FWIW, random lspci logs I grovelled up off the internet show cards with 
the same IDs only implementing functions 0 and 1, which does suggest 
that maybe function 2 really doesn't exist but the card handles 
unsupported config requests in a way that this particular bridge/root 
port doesn't quite deal with properly.

> Before my original message I hacked in some code to make the driver
> return 0xff when devfn > 1, and the scan passed, but as soon as
> nouveau attempted to access the device, the entire kernel exploded.
> 
> Another reason I believe the address assignments are overflowing and
> corrupting other address assignments is after the external abort, the
> entire PCIE controller is inaccessible.
> $ lspci
> pcilib: Cannot open /sys/bus/pci/devices/0000:01:00.1/config
> lspci: Unable to read the standard configuration space header of
> device 0000:01:00.1
> pcilib: Cannot open /sys/bus/pci/devices/0000:00:00.0/config
> lspci: Unable to read the standard configuration space header of
> device 0000:00:00.0
> pcilib: Cannot open /sys/bus/pci/devices/0000:01:00.0/config
> lspci: Unable to read the standard configuration space header of
> device 0000:01:00.0
> 
> Attempting to rescan the bus or any other pci function results in a
> hung kernel task.

You crashed deep in the kernel part-way through the driver's probe 
routine; don't expect any partly-initialised bits of that driver to 
actually work. I bet you also can't load/unload modules and do various 
other things either, because the thread will almost certainly have been 
holding a bunch of locks, too. It's not worth trying to reason about the 
state of anything after that kind of unexpected crash ;)

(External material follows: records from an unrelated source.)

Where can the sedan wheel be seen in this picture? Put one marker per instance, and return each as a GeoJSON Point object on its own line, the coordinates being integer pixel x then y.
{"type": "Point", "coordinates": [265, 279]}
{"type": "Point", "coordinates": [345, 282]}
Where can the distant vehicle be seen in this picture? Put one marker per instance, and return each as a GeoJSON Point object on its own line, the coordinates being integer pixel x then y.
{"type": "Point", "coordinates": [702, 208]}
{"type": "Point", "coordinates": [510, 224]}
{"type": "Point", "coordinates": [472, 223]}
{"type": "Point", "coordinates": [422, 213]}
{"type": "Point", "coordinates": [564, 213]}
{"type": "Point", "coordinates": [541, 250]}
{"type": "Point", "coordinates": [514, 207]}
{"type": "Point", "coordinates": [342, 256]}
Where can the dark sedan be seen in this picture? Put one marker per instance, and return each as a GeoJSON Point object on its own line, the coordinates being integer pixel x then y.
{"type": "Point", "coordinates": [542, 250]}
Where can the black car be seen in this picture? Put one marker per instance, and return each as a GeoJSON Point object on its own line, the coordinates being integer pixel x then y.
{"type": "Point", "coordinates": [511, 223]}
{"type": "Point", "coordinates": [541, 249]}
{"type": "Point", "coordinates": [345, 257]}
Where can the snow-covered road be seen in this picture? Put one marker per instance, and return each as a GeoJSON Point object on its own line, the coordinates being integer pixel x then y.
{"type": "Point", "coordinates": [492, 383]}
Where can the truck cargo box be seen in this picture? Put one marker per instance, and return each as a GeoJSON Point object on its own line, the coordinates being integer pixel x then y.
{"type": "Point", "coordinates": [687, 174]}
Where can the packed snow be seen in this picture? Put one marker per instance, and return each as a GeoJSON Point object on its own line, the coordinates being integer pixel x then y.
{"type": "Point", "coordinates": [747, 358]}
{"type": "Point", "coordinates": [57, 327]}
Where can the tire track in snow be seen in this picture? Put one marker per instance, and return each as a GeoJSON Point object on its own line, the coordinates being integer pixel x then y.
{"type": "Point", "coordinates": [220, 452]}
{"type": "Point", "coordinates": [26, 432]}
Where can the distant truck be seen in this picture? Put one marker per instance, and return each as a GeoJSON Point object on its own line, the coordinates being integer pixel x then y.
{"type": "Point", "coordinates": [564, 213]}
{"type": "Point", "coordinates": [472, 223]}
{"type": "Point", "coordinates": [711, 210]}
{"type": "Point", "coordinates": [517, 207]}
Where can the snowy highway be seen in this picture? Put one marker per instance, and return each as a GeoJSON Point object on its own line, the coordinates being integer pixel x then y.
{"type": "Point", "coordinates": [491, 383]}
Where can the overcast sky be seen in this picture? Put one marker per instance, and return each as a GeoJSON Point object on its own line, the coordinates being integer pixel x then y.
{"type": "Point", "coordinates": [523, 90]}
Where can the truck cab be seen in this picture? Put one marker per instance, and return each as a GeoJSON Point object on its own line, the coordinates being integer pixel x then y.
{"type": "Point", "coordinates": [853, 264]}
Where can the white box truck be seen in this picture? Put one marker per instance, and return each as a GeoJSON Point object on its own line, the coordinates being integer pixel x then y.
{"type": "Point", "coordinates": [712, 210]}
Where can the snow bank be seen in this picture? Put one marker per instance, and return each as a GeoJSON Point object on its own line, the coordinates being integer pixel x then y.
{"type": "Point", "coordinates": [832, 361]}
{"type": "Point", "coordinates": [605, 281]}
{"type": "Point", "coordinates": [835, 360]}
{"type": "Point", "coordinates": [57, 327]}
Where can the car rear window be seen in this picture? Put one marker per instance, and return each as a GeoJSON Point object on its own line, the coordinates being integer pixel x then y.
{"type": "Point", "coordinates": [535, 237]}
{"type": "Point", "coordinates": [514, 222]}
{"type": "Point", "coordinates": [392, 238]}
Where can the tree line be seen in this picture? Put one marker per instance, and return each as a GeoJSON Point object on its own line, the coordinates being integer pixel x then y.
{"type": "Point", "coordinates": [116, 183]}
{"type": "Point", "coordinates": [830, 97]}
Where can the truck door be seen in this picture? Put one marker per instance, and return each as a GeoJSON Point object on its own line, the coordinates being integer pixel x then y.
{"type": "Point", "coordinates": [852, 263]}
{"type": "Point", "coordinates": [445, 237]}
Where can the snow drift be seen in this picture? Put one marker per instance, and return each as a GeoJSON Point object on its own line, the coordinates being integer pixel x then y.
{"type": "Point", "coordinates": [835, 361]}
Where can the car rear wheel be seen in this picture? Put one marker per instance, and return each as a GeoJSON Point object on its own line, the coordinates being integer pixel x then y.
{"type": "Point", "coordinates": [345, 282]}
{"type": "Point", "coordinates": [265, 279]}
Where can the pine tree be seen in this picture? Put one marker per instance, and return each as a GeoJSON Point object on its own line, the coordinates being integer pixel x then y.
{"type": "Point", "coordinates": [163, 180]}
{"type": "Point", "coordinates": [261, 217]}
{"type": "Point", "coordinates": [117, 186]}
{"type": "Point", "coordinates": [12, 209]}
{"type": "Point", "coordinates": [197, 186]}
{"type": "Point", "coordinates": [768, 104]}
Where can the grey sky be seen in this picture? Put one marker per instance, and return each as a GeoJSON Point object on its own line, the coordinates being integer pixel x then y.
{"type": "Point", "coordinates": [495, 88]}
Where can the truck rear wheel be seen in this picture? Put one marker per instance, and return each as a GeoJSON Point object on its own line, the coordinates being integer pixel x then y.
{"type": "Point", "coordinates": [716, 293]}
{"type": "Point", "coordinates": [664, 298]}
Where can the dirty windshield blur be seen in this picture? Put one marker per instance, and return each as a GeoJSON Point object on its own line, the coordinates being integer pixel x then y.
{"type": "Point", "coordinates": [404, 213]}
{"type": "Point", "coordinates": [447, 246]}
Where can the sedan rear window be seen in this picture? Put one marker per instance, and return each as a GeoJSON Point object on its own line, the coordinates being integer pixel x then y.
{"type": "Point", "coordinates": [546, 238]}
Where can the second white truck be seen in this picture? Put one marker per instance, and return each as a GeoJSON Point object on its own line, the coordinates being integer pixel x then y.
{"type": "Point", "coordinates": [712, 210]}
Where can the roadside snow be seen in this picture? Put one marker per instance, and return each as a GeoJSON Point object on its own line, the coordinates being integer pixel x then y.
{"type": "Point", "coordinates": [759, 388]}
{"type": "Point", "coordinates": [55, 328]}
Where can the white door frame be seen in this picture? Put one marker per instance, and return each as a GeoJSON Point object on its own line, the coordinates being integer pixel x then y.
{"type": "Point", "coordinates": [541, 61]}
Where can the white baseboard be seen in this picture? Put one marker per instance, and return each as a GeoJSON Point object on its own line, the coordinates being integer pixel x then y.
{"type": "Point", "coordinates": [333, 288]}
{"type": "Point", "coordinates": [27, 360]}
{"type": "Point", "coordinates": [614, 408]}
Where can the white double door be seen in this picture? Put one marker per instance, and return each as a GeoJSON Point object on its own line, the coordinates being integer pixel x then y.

>> If the Root Port (00:00.0) supports AER, you could also dump out the
>> status registers from the AER capability and figure out whether it
>> logged a PCIe error.  This would be sort of like what
>> aer_process_err_devices() does.  A bit of a hassle to do this by hand
>> in the exception path, but could be enlightening, just as a debug
>> tool.
> 
> Is there a way to handle external synchronous aborts in a device driver?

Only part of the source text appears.